Autora da ação, a Associação Nacional dos Servidores do Ministério Público (Ansemp) sustentou, entre outros pontos, que a legislação criou cargos em comissão para funções sem relação com atividades de direção, chefia e assessoramento, exigência para o provimento de cargos dessa natureza. E também alegou violação ao princípio da proporcionalidade em relação ao número de servidores de carreira.
Prevaleceu no julgamento o voto do ministro Flávio Dino pela improcedência do pedido. Segundo ele, os cargos criados, como os de assessor jurídico e assistente de promotoria do MP-SC, não são meramente burocráticos. Em seu entendimento, é “clara e inequívoca” a caracterização da função de assessoramento e a existência de vínculo de confiança.

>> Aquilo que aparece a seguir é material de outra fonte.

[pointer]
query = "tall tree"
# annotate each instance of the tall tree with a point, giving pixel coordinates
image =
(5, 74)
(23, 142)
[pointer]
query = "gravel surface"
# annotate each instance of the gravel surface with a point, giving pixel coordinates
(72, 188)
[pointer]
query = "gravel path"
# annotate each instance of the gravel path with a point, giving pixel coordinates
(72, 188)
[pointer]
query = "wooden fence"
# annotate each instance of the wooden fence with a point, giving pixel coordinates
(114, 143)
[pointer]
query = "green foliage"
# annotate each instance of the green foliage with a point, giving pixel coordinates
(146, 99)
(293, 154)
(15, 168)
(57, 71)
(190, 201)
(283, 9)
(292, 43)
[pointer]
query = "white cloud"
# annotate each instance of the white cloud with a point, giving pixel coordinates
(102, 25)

Em relação à proporcionalidade, Dino explicou que, de acordo com a jurisprudência do STF, o parâmetro para a criação de cargos comissionados deve levar em conta o quantitativo desses cargos em comparação com o total de cargos efetivos no ente da federação (no caso, o estado de Santa Catarina), e não em cada órgão isoladamente. Essa liberdade, segundo o ministro, atende à necessidade de que a estrutura do serviço público corresponda às particularidades de cada esfera da administração pública — federal, estadual e municipal —, além das realidades observadas em seus contextos de atuação.

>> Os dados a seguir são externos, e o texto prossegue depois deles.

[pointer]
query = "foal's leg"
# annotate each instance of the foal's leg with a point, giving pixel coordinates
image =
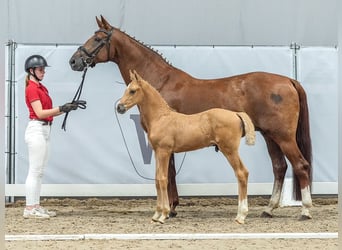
(279, 171)
(241, 174)
(172, 187)
(163, 207)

“Os dados produzidos nos autos revelam a existência de uma proporcionalidade admissível entre servidores efetivos (50,17%) e comissionados (49,83%) no Ministério Público de Santa Catarina, especialmente considerada a jurisprudência desta corte”, concluiu Dino.
Acompanharam esse entendimento os ministros Alexandre de Moraes, Cristiano Zanin, Dias Toffoli, Luiz Fux, André Mendonça e Gilmar Mendes.
Ficaram parcialmente vencidos o relator, ministro Nunes Marques, e a ministra Cármen Lúcia. O magistrado considerou inconstitucional a expressão “de natureza administrativa”, contida na legislação, pois limitaria o acesso de servidores efetivos a cargos comissionados, resultando em desproporcionalidade no número de cargos que integram o órgão. O presidente do STF, ministro Edson Fachin, declarou sua suspeição e não participou do julgamento. Com informações da assessoria de imprensa do STF.